Toward Predictions of Immunogenicity
Recent years have witnessed an unprecedented growth of in-depth and accurate MS data (Figure 1) that significantly enhanced our ability to predict antigen presentation. Unfortunately, these data cannot inform us about the most critical step in immune recognition, namely, the recognition of presented antigens by T cells. Much less is known there, and it is for instance, a disappointing fact that most predicted neoantigens from mutations found by exome sequencing of tumors are not recognized by T cells, although many resulting peptides do bind to HLA-I molecules. While direct identification of mutated peptides presented on the surface of cancer cells will likely improve the fraction of truly immunogenic epitopes (101), it is likely that many mutated peptides seen by MS will still not be immunogenic. Moreover, although binding affinity has been demonstrated to be useful for enriching pools of peptide in immunogenic epitopes (especially for class I), many known immunogenic epitopes display low-binding affinity, suggesting that they would be missed by approaches based on affinity predictions only. This is especially true for class II epitopes, where clear evidences indicate that different enzymes, peptide exchange mediates by HLA-DM or HLA-DO, pH gradients and peptide conformational flexibility play a role in selecting immunodominant epitopes (8–10, 134). Unfortunately, currently, very little of this biological knowledge about class II antigen presentation could be used to improve predictions of class II epitopes.
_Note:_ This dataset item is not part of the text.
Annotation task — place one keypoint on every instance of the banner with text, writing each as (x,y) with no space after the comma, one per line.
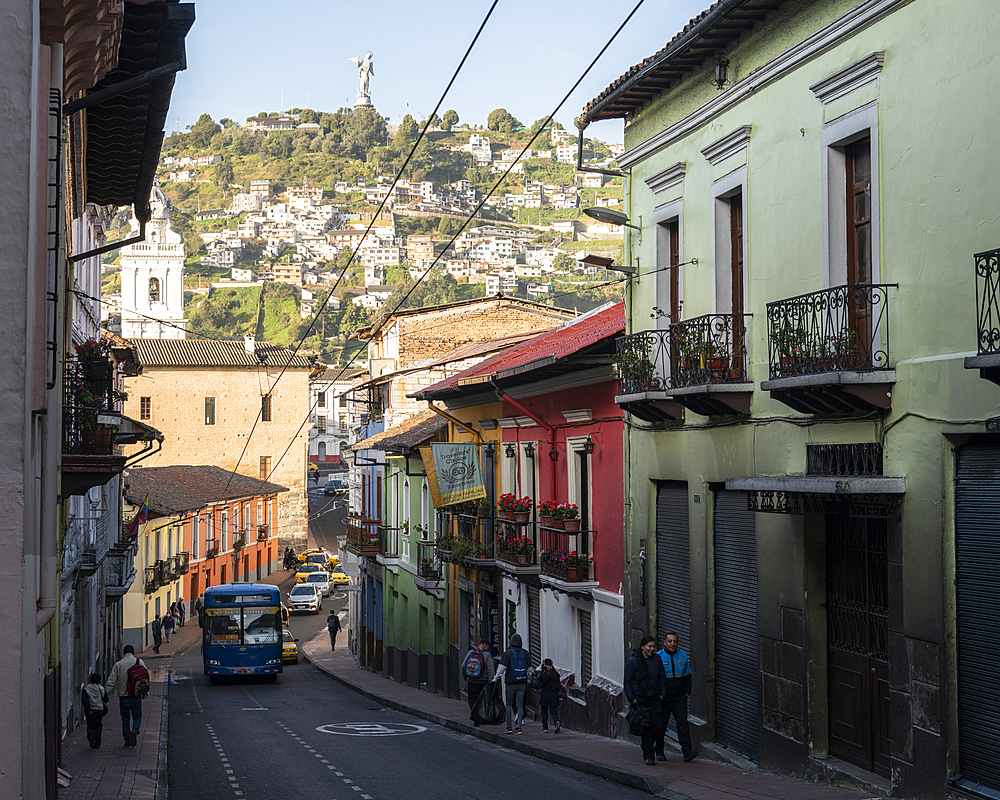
(453,472)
Work by Calis et al. (172) suggested that some amino acids at non-anchor positions confer increased immunogenicity to HLA-I ligands. More recently, it has been observed that dissimilarity to self among mutated peptides predicted to have similar binding affinity as their wild-type counterpart can further help predicting immunogenic epitopes (173). Differences between the affinity of the wild-type and the mutated peptide, as well as stability of the MHC-I peptide interaction were also suggested to narrow down the list of immunogenic epitopes (174). Unfortunately, datasets of true immunogenic peptides from cancer or infectious diseases are still restricted to a few 100 peptides, limiting the power of machine learning approaches to infer properties of immunogenic epitopes (175, 176). This is likely the main bottleneck toward our understanding of the determinants of immunogenicity. Therefore, recent high-throughput methods for screening T cells using for instance DNA barcoded multimers have the potential to provide critical information about the differences between immunogenic and non-immunogenic peptides (46). Importantly, most of these approaches require to select a priori the HLA ligands to be screened [with the exception of a recent phage display system (177)]. Therefore, improved prediction of HLA ligands and antigen presentation will likely play an important role in optimizing the set of ligands currently tested for immunogenicity.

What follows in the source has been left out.